Nikolaj Winther Hansen,James Luke Webb,Luca Troise,Christoffer Olsson,Leo Tomasevic,Ovidiu Brinza,Jocelyn Achard,Robert Staacke,Michael Kieschnick,Jan Meijer,Axel Thielscher,Hartwig Roman Siebner,Kirstine Berg-Sørensen,Jean-François Perrier,Alexander Huck & Ulrik Lund Andersen
Scientific Reports  Published:31 July 2023
DOI:https://doi.org/10.1038/s41598-023-39539-y

ダイヤモンド量子センサーがニューロンの活動を測定(Diamond quantum sensors measure neuron activity)

Abstract

Quantum sensors using solid state qubits have demonstrated outstanding sensitivity, beyond that possible using classical devices. In particular, those based on colour centres in diamond have demonstrated high sensitivity to magnetic field through exploiting the field-dependent emission of fluorescence under coherent control using microwaves.

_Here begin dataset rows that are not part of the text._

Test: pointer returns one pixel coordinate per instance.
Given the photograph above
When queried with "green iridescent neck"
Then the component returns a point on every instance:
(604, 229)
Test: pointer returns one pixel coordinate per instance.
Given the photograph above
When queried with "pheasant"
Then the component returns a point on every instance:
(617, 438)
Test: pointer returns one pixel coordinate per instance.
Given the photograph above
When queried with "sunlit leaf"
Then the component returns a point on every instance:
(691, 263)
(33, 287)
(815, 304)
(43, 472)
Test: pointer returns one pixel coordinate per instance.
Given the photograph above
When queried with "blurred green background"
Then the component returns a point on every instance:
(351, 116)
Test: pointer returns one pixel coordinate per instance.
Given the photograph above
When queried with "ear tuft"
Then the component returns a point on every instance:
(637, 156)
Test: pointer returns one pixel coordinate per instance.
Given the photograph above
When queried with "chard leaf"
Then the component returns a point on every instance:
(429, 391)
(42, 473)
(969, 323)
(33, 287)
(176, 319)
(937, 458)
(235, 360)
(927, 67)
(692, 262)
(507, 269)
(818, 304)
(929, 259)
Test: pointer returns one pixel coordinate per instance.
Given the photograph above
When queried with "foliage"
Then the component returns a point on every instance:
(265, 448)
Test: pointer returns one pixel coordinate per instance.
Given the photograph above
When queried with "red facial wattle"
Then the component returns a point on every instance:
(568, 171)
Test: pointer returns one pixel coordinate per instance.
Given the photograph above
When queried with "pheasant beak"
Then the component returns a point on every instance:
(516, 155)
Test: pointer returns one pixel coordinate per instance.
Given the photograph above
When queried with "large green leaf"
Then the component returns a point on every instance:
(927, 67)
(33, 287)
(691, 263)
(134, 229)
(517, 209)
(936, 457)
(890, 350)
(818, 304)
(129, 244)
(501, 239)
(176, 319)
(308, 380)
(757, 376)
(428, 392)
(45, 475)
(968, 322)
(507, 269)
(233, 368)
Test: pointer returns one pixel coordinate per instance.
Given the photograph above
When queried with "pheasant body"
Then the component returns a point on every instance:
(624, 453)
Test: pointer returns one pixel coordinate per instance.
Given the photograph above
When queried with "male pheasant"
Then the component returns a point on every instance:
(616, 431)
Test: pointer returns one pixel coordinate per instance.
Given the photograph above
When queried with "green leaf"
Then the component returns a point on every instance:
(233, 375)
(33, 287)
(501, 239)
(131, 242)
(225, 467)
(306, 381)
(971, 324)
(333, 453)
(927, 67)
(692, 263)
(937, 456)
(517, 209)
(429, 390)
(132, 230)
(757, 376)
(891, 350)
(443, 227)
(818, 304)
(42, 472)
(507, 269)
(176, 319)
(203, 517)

Given the highly biocompatible nature of diamond, sensing from biological samples is a key interdisciplinary application. In particular, the microscopic-scale study of living systems can be possible through recording of temperature and biomagnetic field. In this work, we use such a quantum sensor to demonstrate such microscopic-scale recording of electrical activity from neurons in fragile living brain tissue. By recording weak magnetic field induced by ionic currents in mouse corpus callosum axons, we accurately recover signals from neuronal action potential propagation while demonstrating in situ pharmacology. Our sensor allows recording of the electrical activity in neural circuits, disruption of which can shed light on the mechanisms of disease emergence. Unlike existing techniques for recording activity, which can require potentially damaging direct interaction, our sensing is entirely passive and remote from the sample. Our results open a promising new avenue for the microscopic recording of neuronal signals, offering the eventual prospect of microscopic imaging of electrical activity in the living mammalian brain.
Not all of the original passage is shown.